As you can see below, “actual” load shedding has almost never occurred, but the warnings (either actual warnings of the forecast of an upcoming warning) are relatively frequent. But the number of these warnings decreased in every region in FY24, and many of the ‘actual’ notices tended to manifest in coal and gas heavy grids (NSW and QLD):

The distribution network is doing better
You wouldn’t be able to guess this from media coverage, but the majority of blackouts experienced by consumers relate to the distribution network – that is, the poles and wires you see on your local street:

But even this is improving – two different measures show roughly the same long-term trend towards a decrease in locally-caused blackouts for consumers:

Frequency has improved significantly
Power grids need to maintain ‘frequency’ at a very specific level, with very narrow bands for tolerance outside of these zones.
Sometimes described as the ‘heartbeat’ of the grid, any excursion outside of tolerance results in blackouts as generators and demand disconnect to protect themselves, or worse, actual physical damage if those protection systems fail.
It was ultimately a rapid frequency excursion outside the range in South Australia in 2016 that was the ultimate final step in the ‘system black’.
And the core criticism of renewables is that their failure to help maintain this frequency through a lack of ‘inertia’ (simply, the ability for large spinning generators to tweak output up and down quickly thanks to the willingness of spinning things to keep spinning).
Since 2021, time spent within the narrow bands has been at nearly 100% – and before that, the vast majority of time was within the bands (note the truncated X-axis below):

Note that the data above refer to the mainland – Tasmania’s performance is far worse: “Basslink interconnector operations continued to be the primary cause of extended frequency excursions in Tasmania, with events attributed to flow reversals, import limitations, or scheduled maintenance outages”
Batteries are helping to keep a lid on system costs
Not only has the broader cost of managing frequency fallen significantly since the start of 2024, it seems to be linked closely to the establishment of a new category of frequency response, where the ultra-fast response capabilities of lithium ion battery systems are used to ‘tweak’ generation with a speed that old, traditional ‘spinning’ generators can’t manage.
As AEMC highlight below, batteries are dominating this market, particularly the faster ‘1 second raise and lower’ services:

A related slide shows how the decrease in FCAS costs is the main contributor to stable overall system operating costs:

A lot of this is good news, but it shouldn’t engender complacency about the future.
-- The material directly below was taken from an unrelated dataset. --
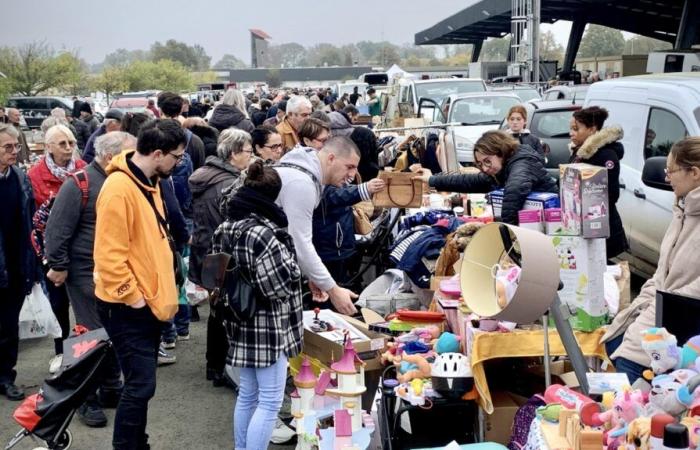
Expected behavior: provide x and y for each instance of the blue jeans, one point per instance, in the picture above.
(259, 401)
(623, 365)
There is a good chance Australia’s power demand growth will be higher than expected in the near future, related to climate impacts such as summer heatwaves, or the tech industry’s data centre construction frenzy.
Not only does this make the job of decarbonisation much, much harder, it also makes the possibility of dire forecasts higher. Australia’s renewable energy industry is still growing, but is it enough to achieve decarbonisation goals?